Victims of press intrusion, including the father of missing Madeleine McCann, said they have “absolutely no confidence” in the Government after the announcement that it was formally closing the Leveson Inquiry.
Culture Secretary Matt Hancock told Parliament yesterday that the “terms of reference” for the next part of the inquiry had “largely been met” and that his focus was now on challenges facing the news industry.
Gerry McCann and his wife Kate (pictured) brought successful libel actions against numerous newspapers over various false claims, including that they withheld evidence from police over their daughter’s disappearance.
The Daily Express and Daily Star both published a front page apology to the McCanns in 2008 after running a number of stories wrongly implying that they were responsible for Madeleine’s death.
The McCanns also testified at part one of the Leveson Inquiry about media intrusion into their lives and what they described as the “disgusting” tabloid stories following Madeleine’s disappearance in Portugal in 2007.
Her father, Gerry McCann said: “The second part of the Inquiry is vital to investigate the corruption between politicians, the press and the police.
“Instead of proceeding with it as promised, this Government has abandoned its commitments to the victims of press abuse to satisfy the corporate interests of the large newspaper groups.
“This Government has lost all integrity when it comes to policy affecting the press.”
Jacqui Hames, the former detective and Crimewatch presenter whose phone was hacked by Trinity Mirror journalists, said she recalled meeting then Prime Minister David Cameron over the phone-hacking scandal.
She said: “I sat in a room with former Conservative Prime Minister David Cameron while he made promises directly to me, and other victims, that the Conservative Party would get to the bottom of press and police corruption by completing the Leveson Inquiry.
“Today this Government have made a clear choice to side with the unaccountable and unelected press barons over the rights of ordinary people in this country.
“I, and other victims of press abuse and intrusion, have no absolutely no confidence in this Government as they seem incapable of putting the rights of the people they serve over self-interest”.
Press reform group Hacked Off has now launched a petition calling on the Government to “honour the promises it made to the public, to Parliament and to victims of press abuse” and go ahead with the Leveson Two.
The second part of the inquiry was set to examine wrongdoing in the press and the police, including the failure of the first police investigations, corporate governance issues and implications for police and press relations.
Sir Brian Leveson has been consulted about the decision to close the inquiry.
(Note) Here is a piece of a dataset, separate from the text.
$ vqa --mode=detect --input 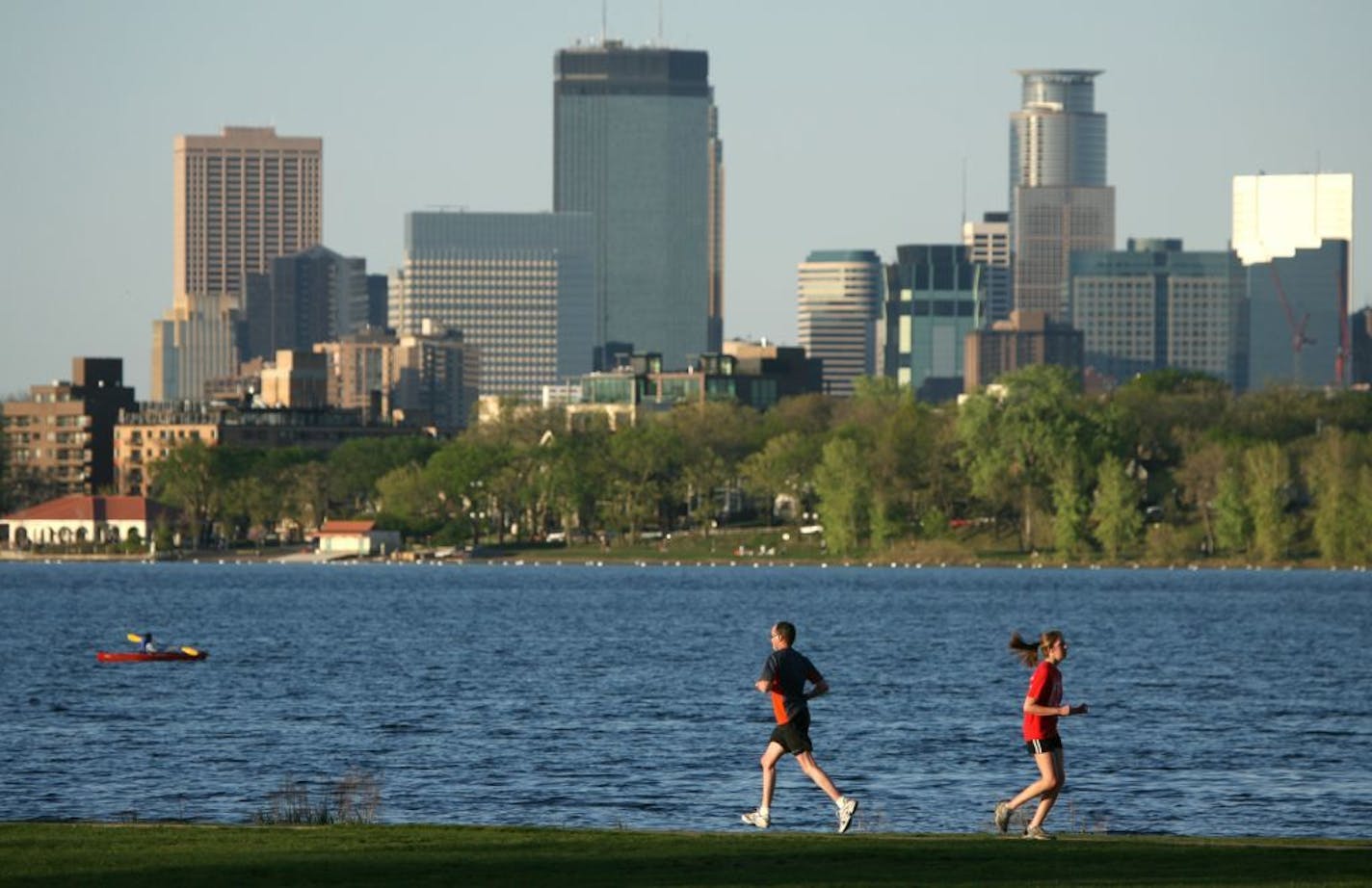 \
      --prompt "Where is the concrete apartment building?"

Hancock said Leveson “agrees that the inquiry should not process on the current terms of reference”, but should continue “in an amended form”.
Hacked Off director Dr Evan Harris said: “This is probably the first time that a Government has over-ruled the views of the judicial chair of a statutory inquiry by cancelling an inquiry against his will.
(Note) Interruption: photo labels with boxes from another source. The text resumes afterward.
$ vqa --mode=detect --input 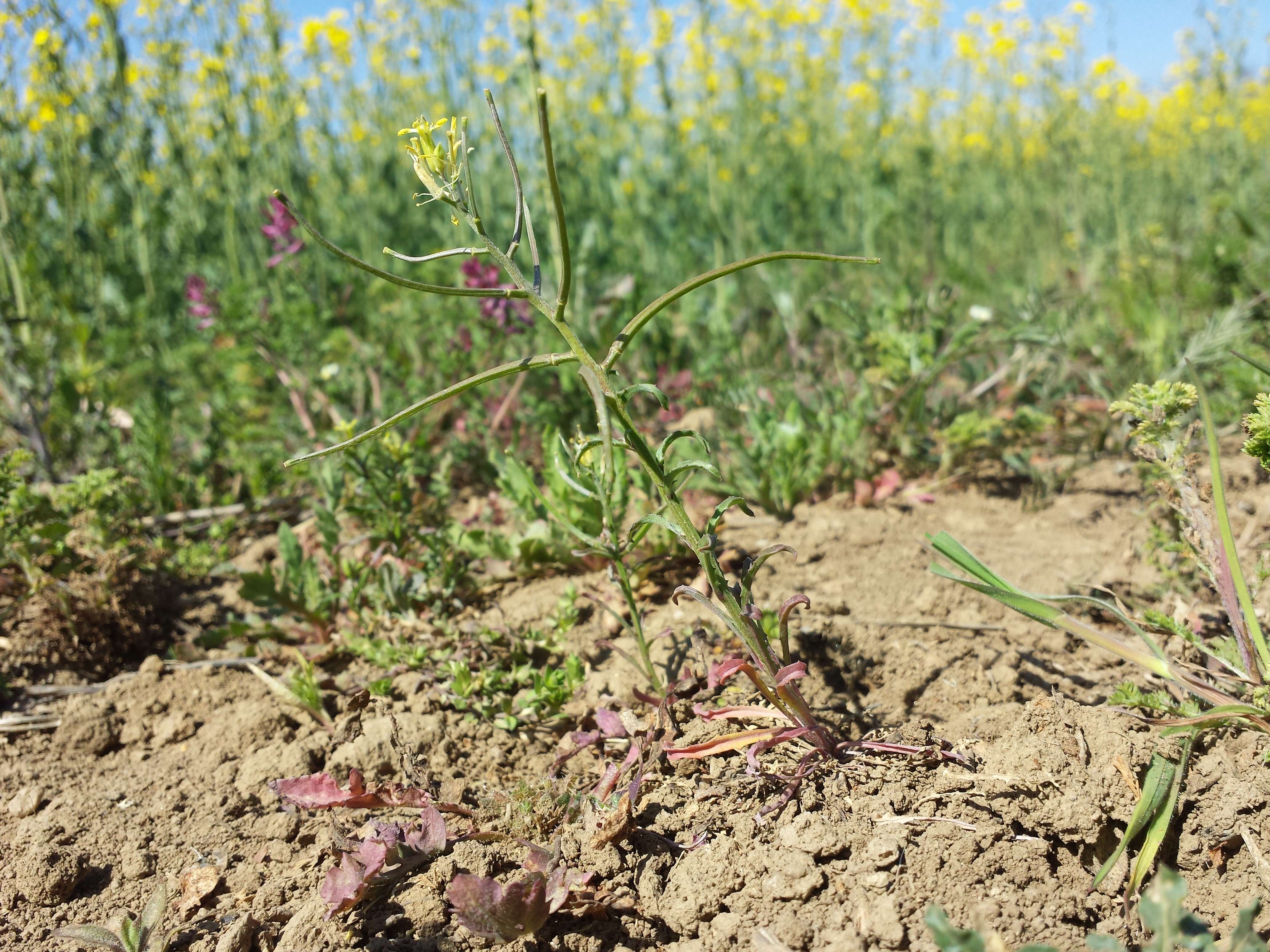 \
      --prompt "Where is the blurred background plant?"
[0,0,1270,525]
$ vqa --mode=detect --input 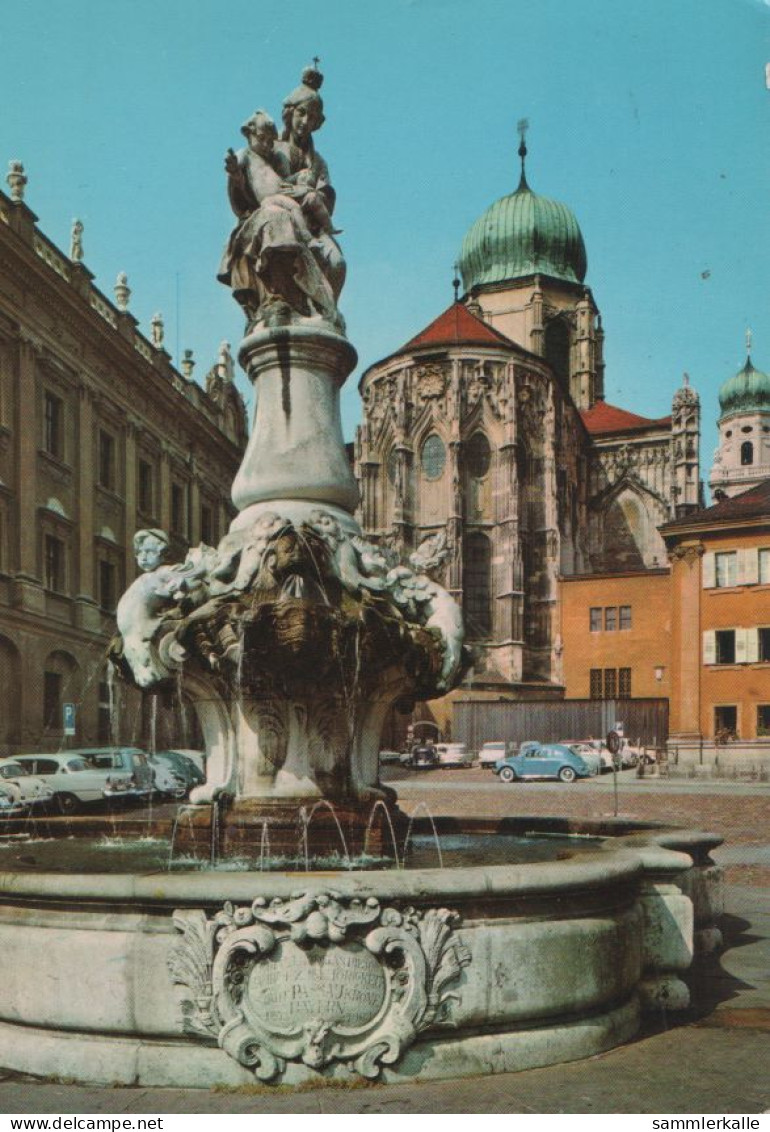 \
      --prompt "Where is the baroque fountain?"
[0,67,718,1087]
“If this was any other industry the press would demanding that inquiry must happen immediately, but when it is about them they applaud the cover-up of a cover up.
“The Government will find it very difficult to maintain this cover-up for long.”
Hancock said there had been “extensive reforms to policing practices” and “significant changes to press self-regulation” since Leveson part one with the establishment of the Independent Press Standards Organisation.
The Government also said it will repeal Section 40 of the Crime and Courts Act 2013, which would have forced newspapers not signed up to a Royal Charter regulator, which currently only recognises Impress, to pay both sides’ legal fees in privacy and libel battles, win or lose.
Hancock said the costs would “exacerbate the problems the press face rather than solve them”.
But Bristol landlord Christopher Jeffries, who was libelled by the press when he was wrongly accused of the murder of Joanna Yeates in 2010, said the decision would mean it will be harder for victims to access justice.
Jeffries said: “The failure to introduce Section 40 means that many ordinary people who are victims of press abuse will continue to be denied access to justice, while only the wealthy will be able to take newspapers to court to obtain justice.
“This law was passed by an overwhelming majority of the House of Commons with support across all parties.
“This decision by the Government to ignore that vote shows contempt for Parliamentary democracy and puts the interests of press barons above the interests of ordinary people.”